Field Notes Inside an Integrated Communications Agency

rationalism

  • Existentialism and the Imperfection of Man (Powered by Yahoo!)

    This morning, I was surfing.

    I've been trying out a new Web browser called Flock, and I hadn't moved my bookmarks yet, so I had to actually type in the URL for this page I wanted to see. Of course, I fat-fingered it, and it turns out there's no Web page at the address I actually typed in.

    But instead of getting what I would have expected (a message from my browser saying, "Address not found"), I got a big ole page full of ads from my friends over at Road Runner High Speed Online, which according to some tiny little text, was "powered by Yahoo! Search".

    Now ostensibly, this was done to help me: "Obviously, you are new to this whole interwebs thing, so here's a helpful list of some folks who've paid us for keyword placement more-or-less matching up with that URL you just mis-typed. You're welcome!"

    Except I didn't feel helped, I felt mystified... "Hey! This isn't that page I wanted... WTF is all this, then?" And then when I realized I had typed my URL in wrong, I was all like, "did the name I typed in resolve or didn't it? Why is Road Runner hijacking my browsing session? What else are they watching me do!"

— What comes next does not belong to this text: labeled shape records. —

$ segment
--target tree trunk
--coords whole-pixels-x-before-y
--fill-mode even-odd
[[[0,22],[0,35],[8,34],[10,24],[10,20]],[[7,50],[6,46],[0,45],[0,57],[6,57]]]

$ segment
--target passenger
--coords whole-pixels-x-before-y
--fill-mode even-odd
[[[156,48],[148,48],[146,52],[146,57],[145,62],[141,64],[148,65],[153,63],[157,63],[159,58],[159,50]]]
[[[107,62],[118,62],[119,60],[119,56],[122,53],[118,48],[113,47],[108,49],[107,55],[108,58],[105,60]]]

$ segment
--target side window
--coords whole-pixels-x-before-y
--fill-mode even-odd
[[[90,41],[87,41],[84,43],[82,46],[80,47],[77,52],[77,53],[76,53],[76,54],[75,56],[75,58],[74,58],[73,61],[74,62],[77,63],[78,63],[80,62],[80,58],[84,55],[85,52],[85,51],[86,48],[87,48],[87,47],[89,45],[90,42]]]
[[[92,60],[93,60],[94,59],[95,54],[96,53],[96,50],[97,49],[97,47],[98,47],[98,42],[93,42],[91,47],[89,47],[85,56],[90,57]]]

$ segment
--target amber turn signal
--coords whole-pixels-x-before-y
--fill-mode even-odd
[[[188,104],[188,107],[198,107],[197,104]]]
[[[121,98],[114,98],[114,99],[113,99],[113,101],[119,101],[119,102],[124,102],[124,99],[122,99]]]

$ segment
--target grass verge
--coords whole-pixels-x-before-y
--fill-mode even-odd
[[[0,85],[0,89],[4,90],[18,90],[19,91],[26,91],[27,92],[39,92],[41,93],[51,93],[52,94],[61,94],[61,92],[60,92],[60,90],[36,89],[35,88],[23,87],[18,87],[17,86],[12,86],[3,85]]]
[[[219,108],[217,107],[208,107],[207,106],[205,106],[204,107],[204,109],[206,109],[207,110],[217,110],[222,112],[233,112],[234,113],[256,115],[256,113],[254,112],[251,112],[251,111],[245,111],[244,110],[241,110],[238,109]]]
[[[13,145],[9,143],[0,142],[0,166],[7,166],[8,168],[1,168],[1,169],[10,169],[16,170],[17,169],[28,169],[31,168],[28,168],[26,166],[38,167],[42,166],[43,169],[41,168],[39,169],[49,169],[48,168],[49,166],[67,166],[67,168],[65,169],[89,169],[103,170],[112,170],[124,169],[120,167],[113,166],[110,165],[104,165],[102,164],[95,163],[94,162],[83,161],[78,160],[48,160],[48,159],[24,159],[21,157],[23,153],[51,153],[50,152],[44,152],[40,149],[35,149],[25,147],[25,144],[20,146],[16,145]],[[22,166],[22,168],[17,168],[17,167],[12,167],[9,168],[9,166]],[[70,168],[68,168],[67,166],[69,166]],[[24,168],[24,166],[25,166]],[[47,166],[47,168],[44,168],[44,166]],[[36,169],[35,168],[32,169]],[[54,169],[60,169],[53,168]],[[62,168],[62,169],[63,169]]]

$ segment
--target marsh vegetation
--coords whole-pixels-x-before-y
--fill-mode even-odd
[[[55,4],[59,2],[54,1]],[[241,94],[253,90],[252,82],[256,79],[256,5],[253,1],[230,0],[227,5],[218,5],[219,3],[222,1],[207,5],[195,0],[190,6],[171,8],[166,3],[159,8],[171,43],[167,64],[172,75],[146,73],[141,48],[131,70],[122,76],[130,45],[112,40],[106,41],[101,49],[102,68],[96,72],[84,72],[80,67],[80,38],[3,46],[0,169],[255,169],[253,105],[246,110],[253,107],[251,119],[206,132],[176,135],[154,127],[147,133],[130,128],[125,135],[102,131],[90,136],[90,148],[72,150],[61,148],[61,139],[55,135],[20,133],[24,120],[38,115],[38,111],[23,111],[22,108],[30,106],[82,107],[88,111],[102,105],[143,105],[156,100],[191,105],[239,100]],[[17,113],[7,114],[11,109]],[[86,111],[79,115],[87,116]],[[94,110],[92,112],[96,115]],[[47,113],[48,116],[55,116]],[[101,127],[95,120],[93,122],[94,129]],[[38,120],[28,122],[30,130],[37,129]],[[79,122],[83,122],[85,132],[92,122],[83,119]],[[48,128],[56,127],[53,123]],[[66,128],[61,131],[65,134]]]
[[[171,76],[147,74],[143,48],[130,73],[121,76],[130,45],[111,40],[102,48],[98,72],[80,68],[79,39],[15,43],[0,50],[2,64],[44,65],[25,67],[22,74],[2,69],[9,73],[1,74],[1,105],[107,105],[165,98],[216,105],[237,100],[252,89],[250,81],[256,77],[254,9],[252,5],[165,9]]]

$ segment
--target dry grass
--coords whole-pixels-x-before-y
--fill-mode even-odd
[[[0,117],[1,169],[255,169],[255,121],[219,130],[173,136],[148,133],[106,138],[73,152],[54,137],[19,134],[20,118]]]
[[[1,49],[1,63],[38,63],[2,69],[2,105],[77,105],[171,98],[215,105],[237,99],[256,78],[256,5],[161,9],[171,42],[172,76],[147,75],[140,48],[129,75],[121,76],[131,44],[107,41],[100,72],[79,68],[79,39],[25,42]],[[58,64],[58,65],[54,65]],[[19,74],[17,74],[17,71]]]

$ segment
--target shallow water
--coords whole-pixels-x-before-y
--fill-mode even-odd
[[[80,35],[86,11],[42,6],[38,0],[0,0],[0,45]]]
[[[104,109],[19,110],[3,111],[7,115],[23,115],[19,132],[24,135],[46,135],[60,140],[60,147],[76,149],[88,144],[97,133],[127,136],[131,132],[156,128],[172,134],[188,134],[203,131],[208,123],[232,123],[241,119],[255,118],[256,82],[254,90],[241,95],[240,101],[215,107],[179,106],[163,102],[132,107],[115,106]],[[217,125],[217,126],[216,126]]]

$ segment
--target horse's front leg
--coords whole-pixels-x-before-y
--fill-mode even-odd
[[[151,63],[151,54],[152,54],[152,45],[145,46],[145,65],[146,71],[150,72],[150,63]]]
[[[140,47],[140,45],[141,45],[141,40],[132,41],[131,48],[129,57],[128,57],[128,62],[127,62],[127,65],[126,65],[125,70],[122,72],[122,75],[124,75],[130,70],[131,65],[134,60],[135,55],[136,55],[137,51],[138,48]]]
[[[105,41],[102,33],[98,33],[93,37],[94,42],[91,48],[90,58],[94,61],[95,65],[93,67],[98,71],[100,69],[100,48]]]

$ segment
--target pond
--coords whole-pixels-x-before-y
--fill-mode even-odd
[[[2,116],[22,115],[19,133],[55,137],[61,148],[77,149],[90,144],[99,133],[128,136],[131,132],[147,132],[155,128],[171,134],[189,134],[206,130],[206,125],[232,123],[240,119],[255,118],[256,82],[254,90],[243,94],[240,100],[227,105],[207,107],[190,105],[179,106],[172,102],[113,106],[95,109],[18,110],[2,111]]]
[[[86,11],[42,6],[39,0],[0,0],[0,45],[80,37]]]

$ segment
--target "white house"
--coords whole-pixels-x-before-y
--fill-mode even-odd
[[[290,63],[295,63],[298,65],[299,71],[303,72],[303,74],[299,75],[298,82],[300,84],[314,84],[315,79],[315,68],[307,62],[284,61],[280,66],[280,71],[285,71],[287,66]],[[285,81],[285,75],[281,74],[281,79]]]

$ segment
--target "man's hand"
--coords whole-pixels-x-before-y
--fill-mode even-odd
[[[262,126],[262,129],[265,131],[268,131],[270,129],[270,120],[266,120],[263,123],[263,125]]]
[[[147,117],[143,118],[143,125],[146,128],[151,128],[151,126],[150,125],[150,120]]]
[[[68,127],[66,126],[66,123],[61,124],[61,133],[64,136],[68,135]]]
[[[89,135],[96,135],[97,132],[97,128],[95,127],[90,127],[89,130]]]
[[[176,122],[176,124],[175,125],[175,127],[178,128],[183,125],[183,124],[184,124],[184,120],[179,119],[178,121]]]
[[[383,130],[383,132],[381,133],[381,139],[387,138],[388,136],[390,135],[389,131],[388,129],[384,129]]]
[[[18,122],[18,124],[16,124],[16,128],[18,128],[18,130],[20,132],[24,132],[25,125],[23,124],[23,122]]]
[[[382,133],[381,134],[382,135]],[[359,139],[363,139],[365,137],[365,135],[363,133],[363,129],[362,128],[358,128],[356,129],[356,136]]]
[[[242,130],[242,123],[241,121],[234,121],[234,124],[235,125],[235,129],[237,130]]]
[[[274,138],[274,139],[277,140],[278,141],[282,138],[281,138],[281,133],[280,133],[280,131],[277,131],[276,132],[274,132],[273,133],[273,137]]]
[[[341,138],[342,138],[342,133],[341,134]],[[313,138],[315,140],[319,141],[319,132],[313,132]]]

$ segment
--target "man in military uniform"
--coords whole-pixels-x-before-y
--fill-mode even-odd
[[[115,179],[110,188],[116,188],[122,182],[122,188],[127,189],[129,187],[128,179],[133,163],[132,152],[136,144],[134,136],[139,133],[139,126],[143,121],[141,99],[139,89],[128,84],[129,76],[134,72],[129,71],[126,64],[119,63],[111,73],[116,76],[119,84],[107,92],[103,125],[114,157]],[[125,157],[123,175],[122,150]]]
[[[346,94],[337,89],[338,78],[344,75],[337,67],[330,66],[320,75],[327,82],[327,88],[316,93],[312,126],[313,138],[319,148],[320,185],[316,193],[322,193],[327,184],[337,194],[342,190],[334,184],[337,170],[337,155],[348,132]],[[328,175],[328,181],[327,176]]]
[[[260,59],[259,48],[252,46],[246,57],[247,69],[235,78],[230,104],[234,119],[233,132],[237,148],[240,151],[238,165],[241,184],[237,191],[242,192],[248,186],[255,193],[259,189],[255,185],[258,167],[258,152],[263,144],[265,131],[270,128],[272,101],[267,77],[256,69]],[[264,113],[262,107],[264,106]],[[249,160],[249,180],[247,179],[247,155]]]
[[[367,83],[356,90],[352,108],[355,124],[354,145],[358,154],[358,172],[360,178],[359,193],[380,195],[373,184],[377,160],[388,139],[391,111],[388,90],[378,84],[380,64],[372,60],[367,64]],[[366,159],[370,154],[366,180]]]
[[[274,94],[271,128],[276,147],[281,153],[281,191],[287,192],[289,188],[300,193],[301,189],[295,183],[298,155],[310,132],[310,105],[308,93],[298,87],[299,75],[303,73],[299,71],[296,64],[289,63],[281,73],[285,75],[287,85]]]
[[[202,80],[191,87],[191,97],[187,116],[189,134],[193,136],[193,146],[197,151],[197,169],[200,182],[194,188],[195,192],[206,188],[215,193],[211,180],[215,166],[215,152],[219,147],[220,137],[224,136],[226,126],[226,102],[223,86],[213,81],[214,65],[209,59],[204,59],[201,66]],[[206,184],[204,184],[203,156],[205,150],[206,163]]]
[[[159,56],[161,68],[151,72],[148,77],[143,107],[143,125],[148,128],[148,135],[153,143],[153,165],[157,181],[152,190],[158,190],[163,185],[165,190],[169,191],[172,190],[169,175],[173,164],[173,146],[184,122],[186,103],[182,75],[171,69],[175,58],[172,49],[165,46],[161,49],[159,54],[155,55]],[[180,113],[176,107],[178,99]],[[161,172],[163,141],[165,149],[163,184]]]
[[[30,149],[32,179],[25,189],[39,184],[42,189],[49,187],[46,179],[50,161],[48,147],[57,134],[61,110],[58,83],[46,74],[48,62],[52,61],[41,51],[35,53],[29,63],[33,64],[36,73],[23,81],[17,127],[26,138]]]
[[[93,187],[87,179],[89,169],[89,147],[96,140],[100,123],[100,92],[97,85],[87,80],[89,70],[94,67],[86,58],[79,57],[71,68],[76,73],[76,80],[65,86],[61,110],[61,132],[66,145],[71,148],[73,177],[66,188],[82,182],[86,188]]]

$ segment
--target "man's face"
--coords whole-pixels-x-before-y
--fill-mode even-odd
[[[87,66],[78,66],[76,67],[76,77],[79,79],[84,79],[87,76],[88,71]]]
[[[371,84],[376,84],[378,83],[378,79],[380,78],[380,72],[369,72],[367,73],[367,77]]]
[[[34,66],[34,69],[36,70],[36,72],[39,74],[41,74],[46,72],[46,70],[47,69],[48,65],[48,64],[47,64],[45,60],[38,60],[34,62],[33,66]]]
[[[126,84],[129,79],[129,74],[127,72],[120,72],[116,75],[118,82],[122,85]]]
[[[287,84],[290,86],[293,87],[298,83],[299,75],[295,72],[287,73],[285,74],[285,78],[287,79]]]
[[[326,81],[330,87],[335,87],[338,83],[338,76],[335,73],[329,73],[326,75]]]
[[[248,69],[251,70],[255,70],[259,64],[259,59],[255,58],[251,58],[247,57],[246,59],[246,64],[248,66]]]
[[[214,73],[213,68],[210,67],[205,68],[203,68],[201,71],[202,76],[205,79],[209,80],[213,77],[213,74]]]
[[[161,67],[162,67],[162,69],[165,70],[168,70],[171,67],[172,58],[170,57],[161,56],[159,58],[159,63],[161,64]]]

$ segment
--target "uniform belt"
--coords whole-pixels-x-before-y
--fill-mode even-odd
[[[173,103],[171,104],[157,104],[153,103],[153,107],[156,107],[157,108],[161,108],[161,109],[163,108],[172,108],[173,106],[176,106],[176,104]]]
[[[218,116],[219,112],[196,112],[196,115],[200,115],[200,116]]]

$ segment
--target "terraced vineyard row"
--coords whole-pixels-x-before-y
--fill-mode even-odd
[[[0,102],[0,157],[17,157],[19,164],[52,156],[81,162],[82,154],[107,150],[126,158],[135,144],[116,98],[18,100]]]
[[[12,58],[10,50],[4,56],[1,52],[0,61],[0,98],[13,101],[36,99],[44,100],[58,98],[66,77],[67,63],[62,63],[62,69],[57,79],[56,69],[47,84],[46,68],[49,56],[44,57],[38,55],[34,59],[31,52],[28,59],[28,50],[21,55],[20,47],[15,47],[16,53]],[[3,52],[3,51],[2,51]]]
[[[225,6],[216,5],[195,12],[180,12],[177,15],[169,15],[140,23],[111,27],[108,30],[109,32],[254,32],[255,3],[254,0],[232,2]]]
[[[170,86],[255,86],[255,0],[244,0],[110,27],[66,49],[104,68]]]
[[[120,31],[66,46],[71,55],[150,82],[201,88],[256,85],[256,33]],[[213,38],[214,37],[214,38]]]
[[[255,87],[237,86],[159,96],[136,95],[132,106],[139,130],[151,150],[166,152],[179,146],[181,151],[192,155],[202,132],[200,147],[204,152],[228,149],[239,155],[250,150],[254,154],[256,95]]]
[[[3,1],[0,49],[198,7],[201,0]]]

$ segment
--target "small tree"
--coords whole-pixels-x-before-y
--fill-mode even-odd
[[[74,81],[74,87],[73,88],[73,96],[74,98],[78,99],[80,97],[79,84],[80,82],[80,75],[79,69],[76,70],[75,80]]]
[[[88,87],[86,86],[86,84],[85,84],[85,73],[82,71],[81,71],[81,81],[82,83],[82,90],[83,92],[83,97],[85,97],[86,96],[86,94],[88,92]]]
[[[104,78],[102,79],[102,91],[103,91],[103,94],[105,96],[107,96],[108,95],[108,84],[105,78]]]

    It was like that briefly surreal moment when you're going to use your hotel's Wifi access: you type in Google's address, and you get something but it's clearly not Google, and you get that sort of "WTF just happened" vertigo right up until you realize it's just one of those cheezy, "agree to our TOS, and you can continue" pages.

    But I digress.

    So I'm sitting there looking at ads, and not knowing why. Lost. Why did this happen? Clearly, something more than just mis-typing has gone terribly, terribly wrong. Then I see, right next to the little "powered by" logo, a lifeline... a way out, hope of finding answers.

    The link says, "Why am I here?"

    No, seriously. That's what it says. "Why am I here?"

    I click it without stopping to ask, "do I really want to know." Sure enough, I'm here basically due to Road Runner and Yahoo teaming up to turn my typing issues into a marketing opportunity. Lightning quick, my eyeballs parse out the words, "Preferences" and "opt-out", and they veto my brain before it has a chance to waste any more time reading lame rationalizations. I opt-out.

    Whew! Order restored. See? Scooby-Doo-ian rational empiricism reveals that no matter how mysterious, there was always a perfectly logical explanation all along. And just as the Scoob has, himself, so often observed, my mystery's explanation had it's roots in simple greed. "Why am I here," indeed.

    Naturally, my next step is to prove (empiricists like me and Scoob like proving things) that my opt-out preferences have been honored. So, confident that I will now see the familiar "Address not found" message, I type the URL back in, careful to mis-spell it the exact way I did before.

    Except that's not what happens.

    Instead of the "Address not found" page, I am once again assaulted by the jarringly unexpected - a big ole page full of ads, the Road Runner logo now replaced by the Flock logo! It turns out my new friends over at Flock have teamed up with Yahoo to turn my typing issues into a marketing opportunity... same "Sponsored Results", the same "powered by Yahoo! Search"!

    The "scooby-dooby-doo" tune rolling through my head is immediately replaced by the Twilight Zone theme song and I slowly realize:  I am not Scooby-Doo, able to impose my rational expectations on my environment. I'm Burgess Meredith left (perhaps forever) to helplessly wander in the existential angst of, "Why am I here?"

    Y'all, I am totally going back to Firefox.